I’m still trying to find use cases (I don’t code), but it often just feels like a solution in search of a problem….
Sounds like we all just wamt to retire as goat farmers. Just like before. The more things change…they say
Does this mean they’ll invest the money in paying workers? No… they’re just have to double down.
The comments section of the LinkedIn post I saw about this, has ten times the cope of some of the AI bro posts in here. I had to log out before I accidentally replied to one.
5% is Nvidia.
But it’s okay, because MY company is AHEAD OF THE CURVE on those 95% losses
“Ruh-roh, Raggy!”
It’s okay. All the people that you laid off to replace with AI are only going to charge 3x their previous rate to fix your arrogant fuck up so it shouldn’t be too bad!
Computer science degrees being the most unemployed degree right now leads me to believe this will actually suppress wages for some time
That was always one of the main goals. They’d rather light a mountain of cash on fire than give anyone a thriving wage
I charge them more than I would if I was just developing for them from scratch. I USED to actually build things, but now I’m making more money doing code reviews and telling them where they fucked up with the AI and then myself and my now small team fix it.
AI and Vibe coders have made me great money to the point where I’ve now hired 2 other developers who were unemployed for a long time due to being laid off from companies leveraging AI slop.

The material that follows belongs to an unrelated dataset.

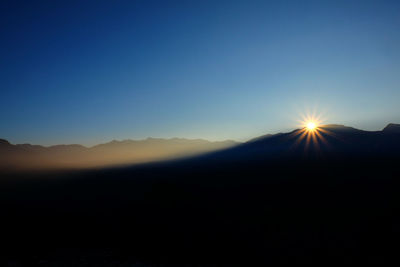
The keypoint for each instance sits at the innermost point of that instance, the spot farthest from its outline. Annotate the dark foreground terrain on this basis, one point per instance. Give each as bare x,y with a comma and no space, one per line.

Don’t get me wrong, I’d love for the bubble to burst (and it will VERY soon, if it hasn’t already) and I know that after it does I can retire and hope that the two people I’ve brought on will quickly find better employment.
Yeah. No shit. wtf did they think was gonna generate returns? They wanna run ads in the middle if responses?
I’m not sure they were expecting returns. Just afraid that if other companies had AI, they might lose business to them. Except of course a lot of people (or at least I) avoid anything with AI and mistrust its results.
hello, welcome to taco bell, i am your new ai order specialist. would you like to try a combo of the new dorito blast mtw dew crunchwrap?
spoken at a rate of 5 words a minute to every single person in the drive thru. the old people have no idea how to order with a computer using key words.
Pets.com all over again
30-40 billion USD in total worldwide over three years seems very little compared to the massive expenditures by the AI companies to build the things?
Bubbles burst, who would have thought.